Avrupa Konseyi’ne Hitap
Yazılan mektuplar, Türkiye’de yaşanan yargısız infazlar ve siyasi baskılara dikkat çekiyor. Yeni görevlerine başlayan Avrupa Konseyi İnsan Hakları Komiseri Michael O’Flaherty, Avrupa Konseyi Genel Sekreteri Alain Berset ve AİHM Başkanı Marko Bošnjak mektupların muhatapları arasında yer alıyor.

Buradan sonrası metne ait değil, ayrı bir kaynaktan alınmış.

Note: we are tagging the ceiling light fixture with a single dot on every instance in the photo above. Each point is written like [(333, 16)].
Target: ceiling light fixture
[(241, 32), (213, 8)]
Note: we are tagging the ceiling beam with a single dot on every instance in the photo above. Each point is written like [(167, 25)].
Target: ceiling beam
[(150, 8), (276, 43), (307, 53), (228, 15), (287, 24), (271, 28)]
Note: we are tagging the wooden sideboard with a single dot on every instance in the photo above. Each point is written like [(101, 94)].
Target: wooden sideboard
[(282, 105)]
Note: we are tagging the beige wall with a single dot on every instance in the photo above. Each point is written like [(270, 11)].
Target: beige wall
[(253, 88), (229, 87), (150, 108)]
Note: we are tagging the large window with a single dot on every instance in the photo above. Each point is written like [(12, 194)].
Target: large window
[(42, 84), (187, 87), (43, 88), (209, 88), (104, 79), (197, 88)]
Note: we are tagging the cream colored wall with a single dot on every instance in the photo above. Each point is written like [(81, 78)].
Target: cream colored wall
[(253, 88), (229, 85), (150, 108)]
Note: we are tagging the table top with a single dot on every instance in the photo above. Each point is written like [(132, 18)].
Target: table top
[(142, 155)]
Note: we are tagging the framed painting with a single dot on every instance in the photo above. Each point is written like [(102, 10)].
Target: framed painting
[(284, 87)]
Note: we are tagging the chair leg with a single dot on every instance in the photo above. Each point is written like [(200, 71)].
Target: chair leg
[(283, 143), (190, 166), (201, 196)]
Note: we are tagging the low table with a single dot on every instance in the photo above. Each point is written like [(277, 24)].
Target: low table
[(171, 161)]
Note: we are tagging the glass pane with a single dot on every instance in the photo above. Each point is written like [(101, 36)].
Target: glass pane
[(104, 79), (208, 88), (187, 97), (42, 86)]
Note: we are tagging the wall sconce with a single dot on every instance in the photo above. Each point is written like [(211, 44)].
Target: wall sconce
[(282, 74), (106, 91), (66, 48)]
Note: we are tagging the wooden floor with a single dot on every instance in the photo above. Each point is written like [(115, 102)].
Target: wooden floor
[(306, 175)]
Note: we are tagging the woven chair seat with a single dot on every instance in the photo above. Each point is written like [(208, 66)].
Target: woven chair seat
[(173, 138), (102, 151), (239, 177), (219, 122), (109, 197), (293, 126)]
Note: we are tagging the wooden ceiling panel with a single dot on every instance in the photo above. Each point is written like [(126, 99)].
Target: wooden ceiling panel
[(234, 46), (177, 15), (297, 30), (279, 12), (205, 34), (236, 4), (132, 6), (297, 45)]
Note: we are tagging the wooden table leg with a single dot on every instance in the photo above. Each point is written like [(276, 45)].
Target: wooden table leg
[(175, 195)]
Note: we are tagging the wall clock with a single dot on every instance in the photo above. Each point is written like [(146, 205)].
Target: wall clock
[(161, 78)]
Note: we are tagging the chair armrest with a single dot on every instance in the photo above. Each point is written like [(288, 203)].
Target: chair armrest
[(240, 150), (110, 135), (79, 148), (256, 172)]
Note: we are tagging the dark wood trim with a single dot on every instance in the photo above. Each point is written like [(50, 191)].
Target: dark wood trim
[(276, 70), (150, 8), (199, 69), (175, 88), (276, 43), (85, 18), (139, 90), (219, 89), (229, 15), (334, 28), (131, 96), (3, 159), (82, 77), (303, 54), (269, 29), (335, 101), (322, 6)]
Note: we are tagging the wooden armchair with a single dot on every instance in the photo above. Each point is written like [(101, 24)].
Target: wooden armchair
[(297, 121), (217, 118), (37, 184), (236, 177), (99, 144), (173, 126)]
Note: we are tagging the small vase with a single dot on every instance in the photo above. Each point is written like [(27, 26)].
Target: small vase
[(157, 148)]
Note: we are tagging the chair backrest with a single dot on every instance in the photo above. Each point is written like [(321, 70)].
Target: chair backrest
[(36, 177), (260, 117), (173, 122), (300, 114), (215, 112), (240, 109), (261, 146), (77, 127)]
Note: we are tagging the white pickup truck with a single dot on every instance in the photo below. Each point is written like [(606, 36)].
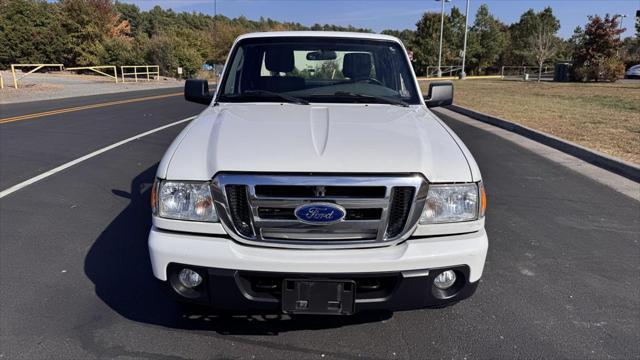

Komiser O’Flaherty için hazırlanan mektupta, 2016 darbe girişimi sonrasındaki olağanüstü hal sürecinden bu yana gerçekleşen geniş çaplı insan hakları ihlalleri vurgulanıyor. Platform üyeleri ve mağdurların, Strasbourg’da toplanarak Türkiye’deki duruma dikkat çektiği ancak gereken siyasi adımların atılmadığı belirtiliyor. Gülen Hareketi’ne mensup kişilere uygulanan baskılar, kitlesel tutuklamalar ve işkenceler detaylıca ifade ediliyor.
Avrupa Konseyi ve AİHM’e Çağrı
Konsey Genel Sekreteri Alain Berset’ye yazılan mektupta, uluslararası örgütlerin Türkiye’deki insan hakları ihlallerine karşı daha aktif bir rol üstlenmesi gerektiği vurgulanıyor. Binlerce insanın adalet taleplerini Strasbourg sokaklarında dile getirdiği, ancak Türkiye’de durumun kötüleşmeye devam ettiği ifade ediliyor.
AİHM Başkanı Marko Bošnjak için hazırlanan mektupta ise, Yalçınkaya davasına dikkat çekilerek Türkiye’nin AİHM kararlarını uygulamadığı, özellikle terörle mücadele yasalarının kötüye kullanıldığı belirtiliyor. Gülen Hareketi’ne karşı uygulanan hukuksuz eylemler, adil yargılama haklarının ihlali ve kitlesel tutuklamalar ortak bir tema olarak öne çıkıyor.
Sonuç ve Talepler
Mektupların ortak mesajı, insan hakları sicili giderek kabaran Türkiye’nin daha fazla göz ardı edilemeyeceği. Avrupa Konseyi ve AİHM’den beklenen, bu ihlallere karşı güçlü bir tepki vermeleri ve Yalçınkaya kararının diğer davalarda da uygulanarak mağdurların haklarının iade edilmesini sağlamaları.
Strasbourg’da gerçekleştirilen bu önemli buluşma, uluslararası toplumun dikkatini Türkiye’deki insan hakları ihlallerine çekmeye devam ediyor. Avrupa kurumlarının ise bu çağrılara nasıl yanıt vereceği merak konusu.